Somewhat coincidentally to Chris Bowers' excellent post, I felt the unrelated urge to write about how much I really love America. Last night, I saw the movie "The Lives of Others" at the Myrna Loy Center here in Helena, and boy, this is a fantastic, must-see, blow-you-away kind of flick.
Contemporary Hollywood, beyond the too-short yet disturbing cameo of the GDR in the movie Spy Game, has not really provided a face-front portrayal of Soviet-controlled East Germany.
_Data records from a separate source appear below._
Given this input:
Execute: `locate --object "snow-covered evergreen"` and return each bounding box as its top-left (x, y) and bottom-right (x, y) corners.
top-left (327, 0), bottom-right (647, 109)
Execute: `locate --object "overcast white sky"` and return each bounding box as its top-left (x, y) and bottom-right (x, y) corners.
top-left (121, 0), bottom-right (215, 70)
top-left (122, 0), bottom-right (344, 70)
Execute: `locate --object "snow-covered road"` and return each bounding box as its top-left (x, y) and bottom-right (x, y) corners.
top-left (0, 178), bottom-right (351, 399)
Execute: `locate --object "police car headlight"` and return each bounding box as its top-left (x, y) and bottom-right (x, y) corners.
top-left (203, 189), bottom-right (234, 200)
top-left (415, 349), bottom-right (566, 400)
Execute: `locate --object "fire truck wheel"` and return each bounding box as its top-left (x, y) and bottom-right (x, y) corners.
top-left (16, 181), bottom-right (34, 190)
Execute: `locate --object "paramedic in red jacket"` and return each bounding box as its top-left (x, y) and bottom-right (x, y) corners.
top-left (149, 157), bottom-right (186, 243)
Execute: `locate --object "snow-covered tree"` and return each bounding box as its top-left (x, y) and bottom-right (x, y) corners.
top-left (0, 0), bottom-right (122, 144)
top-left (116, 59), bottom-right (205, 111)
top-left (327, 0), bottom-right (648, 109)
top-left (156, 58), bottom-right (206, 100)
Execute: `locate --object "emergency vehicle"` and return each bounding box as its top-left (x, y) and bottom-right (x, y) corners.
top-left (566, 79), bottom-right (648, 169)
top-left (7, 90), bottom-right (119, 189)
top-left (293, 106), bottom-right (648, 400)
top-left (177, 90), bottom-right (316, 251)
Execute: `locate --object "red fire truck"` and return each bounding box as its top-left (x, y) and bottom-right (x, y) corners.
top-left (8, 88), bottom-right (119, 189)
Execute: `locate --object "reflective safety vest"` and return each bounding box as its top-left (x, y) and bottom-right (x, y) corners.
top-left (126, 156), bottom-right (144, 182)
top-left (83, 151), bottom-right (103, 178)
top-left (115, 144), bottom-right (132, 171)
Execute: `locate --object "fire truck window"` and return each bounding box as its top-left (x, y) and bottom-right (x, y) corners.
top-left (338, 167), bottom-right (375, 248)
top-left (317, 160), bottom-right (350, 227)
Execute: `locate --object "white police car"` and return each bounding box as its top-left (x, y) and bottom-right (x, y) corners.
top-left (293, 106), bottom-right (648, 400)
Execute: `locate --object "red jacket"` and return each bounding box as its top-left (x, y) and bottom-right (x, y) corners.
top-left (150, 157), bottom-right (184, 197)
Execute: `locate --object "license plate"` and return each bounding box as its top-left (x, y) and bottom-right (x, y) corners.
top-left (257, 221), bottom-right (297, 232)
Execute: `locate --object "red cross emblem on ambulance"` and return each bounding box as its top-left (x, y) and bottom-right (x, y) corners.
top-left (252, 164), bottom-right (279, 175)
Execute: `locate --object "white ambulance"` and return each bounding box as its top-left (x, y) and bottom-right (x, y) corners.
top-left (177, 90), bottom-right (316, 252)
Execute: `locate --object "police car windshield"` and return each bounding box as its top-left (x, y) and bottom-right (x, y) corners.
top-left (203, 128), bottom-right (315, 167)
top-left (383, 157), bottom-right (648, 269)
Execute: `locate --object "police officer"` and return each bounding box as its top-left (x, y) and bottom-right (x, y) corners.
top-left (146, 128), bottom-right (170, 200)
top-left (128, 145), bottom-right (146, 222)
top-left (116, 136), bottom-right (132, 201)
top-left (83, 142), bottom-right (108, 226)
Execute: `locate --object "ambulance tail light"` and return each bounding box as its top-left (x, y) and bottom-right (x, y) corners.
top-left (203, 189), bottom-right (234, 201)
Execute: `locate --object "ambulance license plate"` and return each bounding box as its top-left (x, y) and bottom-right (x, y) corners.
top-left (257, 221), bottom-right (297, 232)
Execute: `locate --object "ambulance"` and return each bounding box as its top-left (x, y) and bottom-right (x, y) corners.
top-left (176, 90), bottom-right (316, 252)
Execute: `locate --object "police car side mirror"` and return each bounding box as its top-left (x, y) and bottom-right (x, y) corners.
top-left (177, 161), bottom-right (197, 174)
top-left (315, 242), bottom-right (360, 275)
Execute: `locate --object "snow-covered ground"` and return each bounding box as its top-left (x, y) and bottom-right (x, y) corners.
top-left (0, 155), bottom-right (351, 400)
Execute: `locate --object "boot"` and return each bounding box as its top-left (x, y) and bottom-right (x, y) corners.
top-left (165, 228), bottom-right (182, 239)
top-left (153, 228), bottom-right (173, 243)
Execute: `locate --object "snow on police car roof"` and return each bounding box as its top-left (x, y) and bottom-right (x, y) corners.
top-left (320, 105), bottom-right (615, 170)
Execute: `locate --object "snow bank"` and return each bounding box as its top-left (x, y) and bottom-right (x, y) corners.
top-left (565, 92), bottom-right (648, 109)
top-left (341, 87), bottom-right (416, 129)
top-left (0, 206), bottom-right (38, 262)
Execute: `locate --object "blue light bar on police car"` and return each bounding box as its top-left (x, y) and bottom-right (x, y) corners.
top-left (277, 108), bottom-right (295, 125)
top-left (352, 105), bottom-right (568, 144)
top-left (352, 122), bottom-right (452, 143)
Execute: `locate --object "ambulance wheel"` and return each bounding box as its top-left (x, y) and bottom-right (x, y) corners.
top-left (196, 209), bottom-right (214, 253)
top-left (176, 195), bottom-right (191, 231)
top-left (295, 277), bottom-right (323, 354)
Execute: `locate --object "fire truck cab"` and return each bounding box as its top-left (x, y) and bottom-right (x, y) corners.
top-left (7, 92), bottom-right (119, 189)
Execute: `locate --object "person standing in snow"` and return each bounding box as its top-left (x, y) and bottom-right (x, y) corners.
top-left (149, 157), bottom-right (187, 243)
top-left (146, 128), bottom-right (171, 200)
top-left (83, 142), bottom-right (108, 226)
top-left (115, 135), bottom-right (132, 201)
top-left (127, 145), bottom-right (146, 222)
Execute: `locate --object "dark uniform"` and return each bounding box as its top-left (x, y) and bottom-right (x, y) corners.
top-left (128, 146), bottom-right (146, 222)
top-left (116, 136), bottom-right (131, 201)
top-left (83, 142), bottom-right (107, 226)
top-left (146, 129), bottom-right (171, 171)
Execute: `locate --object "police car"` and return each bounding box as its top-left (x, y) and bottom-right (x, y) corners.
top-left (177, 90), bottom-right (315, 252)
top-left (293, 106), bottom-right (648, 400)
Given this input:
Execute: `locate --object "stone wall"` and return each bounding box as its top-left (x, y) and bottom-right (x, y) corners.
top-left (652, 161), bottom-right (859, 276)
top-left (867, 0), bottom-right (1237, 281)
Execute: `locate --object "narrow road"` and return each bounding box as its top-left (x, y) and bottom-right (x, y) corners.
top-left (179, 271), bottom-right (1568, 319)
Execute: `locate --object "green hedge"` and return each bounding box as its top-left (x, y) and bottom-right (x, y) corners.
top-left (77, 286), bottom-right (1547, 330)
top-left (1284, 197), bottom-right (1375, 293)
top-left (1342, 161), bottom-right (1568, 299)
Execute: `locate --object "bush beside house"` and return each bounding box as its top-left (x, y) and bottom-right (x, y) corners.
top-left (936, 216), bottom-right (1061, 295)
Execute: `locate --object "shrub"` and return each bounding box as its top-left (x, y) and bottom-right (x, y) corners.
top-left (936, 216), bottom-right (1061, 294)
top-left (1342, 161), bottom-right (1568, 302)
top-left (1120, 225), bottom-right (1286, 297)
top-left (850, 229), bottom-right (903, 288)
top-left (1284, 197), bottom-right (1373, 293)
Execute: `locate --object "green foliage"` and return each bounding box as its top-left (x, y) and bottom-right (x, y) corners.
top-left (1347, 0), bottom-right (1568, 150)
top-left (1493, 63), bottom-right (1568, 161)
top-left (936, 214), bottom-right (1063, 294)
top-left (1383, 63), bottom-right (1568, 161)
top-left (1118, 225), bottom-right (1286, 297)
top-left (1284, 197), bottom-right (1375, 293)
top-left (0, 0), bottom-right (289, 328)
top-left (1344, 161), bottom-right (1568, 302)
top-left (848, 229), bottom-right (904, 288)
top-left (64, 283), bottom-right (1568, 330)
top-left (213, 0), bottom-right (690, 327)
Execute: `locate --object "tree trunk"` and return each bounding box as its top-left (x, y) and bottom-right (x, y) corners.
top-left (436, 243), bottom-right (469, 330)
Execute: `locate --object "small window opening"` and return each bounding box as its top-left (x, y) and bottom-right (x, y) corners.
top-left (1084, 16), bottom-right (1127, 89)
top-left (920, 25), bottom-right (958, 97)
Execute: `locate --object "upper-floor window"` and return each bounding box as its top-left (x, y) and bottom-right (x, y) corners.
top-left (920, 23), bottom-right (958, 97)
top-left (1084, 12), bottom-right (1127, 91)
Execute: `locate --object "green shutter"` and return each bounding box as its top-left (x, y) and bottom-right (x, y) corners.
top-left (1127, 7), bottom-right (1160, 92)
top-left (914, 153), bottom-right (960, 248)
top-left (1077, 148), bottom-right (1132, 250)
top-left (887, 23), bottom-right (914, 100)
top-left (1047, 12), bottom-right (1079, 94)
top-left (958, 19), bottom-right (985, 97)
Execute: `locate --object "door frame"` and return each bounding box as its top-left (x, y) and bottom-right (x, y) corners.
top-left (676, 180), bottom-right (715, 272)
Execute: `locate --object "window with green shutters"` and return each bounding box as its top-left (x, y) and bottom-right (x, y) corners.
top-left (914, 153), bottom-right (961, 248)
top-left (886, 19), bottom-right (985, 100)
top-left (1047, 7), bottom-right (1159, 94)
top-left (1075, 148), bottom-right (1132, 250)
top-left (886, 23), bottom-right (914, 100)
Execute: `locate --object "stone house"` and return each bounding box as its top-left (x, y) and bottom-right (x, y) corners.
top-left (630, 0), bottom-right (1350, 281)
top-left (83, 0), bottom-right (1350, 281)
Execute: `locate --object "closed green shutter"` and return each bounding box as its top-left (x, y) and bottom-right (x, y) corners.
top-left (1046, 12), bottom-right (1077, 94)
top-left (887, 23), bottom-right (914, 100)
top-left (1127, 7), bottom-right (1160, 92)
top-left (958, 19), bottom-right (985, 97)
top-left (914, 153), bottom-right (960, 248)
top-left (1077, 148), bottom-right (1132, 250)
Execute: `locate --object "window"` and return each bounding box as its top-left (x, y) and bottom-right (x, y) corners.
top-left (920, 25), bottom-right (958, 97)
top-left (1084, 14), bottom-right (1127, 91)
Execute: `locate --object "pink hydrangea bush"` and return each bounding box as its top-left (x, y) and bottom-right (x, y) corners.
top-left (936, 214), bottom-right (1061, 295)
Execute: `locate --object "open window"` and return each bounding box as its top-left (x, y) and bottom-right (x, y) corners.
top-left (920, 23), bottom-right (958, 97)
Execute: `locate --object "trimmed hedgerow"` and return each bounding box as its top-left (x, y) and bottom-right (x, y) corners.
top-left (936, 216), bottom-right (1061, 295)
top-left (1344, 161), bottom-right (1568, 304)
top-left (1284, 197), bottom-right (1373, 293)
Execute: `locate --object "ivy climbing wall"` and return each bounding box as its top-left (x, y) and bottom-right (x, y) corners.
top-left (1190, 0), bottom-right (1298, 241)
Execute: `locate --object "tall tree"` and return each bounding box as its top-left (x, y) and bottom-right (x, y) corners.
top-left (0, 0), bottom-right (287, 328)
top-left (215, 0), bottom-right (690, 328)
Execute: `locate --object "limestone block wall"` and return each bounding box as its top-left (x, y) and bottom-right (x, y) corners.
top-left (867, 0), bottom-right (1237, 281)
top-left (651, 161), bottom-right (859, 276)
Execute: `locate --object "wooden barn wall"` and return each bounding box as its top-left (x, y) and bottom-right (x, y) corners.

As a 7th Grader when the Berlin Wall was taken down, I knew something important had happened, but didn't know how important the moment was because I never really knew what East Germany or totalitarianism in general really was, except for the stories from the early part of the 20th century my 80+ year old grandfather told me.
While there certainy have been many pop culture, sensationalist American films about the U.S.-Soviet Cold War and potential end-of-the-world nuclear scenarios (see Red Dawn, War Games, Rocky IV or Crimson Tide for reference), there were very few movies specifically about mundane life under communism and in the Eastern Bloc in particular. "The Lives of Others" is a journey into the gray, quotidian world of Soviet domination - and I came away (as I often do from movies about the very recent past) thankful for the country I live in.
Watching a film like this reminds the American viewer of just how regular it is for people in other countries to experience unreasonable searches of their private lives, surveillance, and cruel and unusual punishments for things (such as freedom of the press) that we take for granted as American citizens.
There are, no doubt, a lot of things wrong with the people who today control the levers of power in America. But there are simultaneously a lot of things to be thankful for that are inherent in America as a country - things that outlive even the most zealous of tyrants in the White House. When you watch "The Lives of Others", all of those things to be thankful for as an American - freedom to write what we want, freedom to have different opinions, freedom to form political parties, to name just a few - come right to the viewers' mind, because they are confronted with the disturbing reality that most people in the world have never been able to savor those freedoms for themselves.
In the era of the blogosphere and the Internet, it is beyond jarring to watch a movie depitcing a man having to evade gun-wielding secret police and hide typed manuscripts in secret briefcase compartments in order to get his words published. America, even with its pay-to-play political culture, has, at least up until now, somehow managed to resist the brutal assaults on democracy that have afflicted most other parts of the globe. And while our country is not perfect, such steadfast resistance to true totalitarianism in the face of world trends is yet more testament to how amazing our country really is.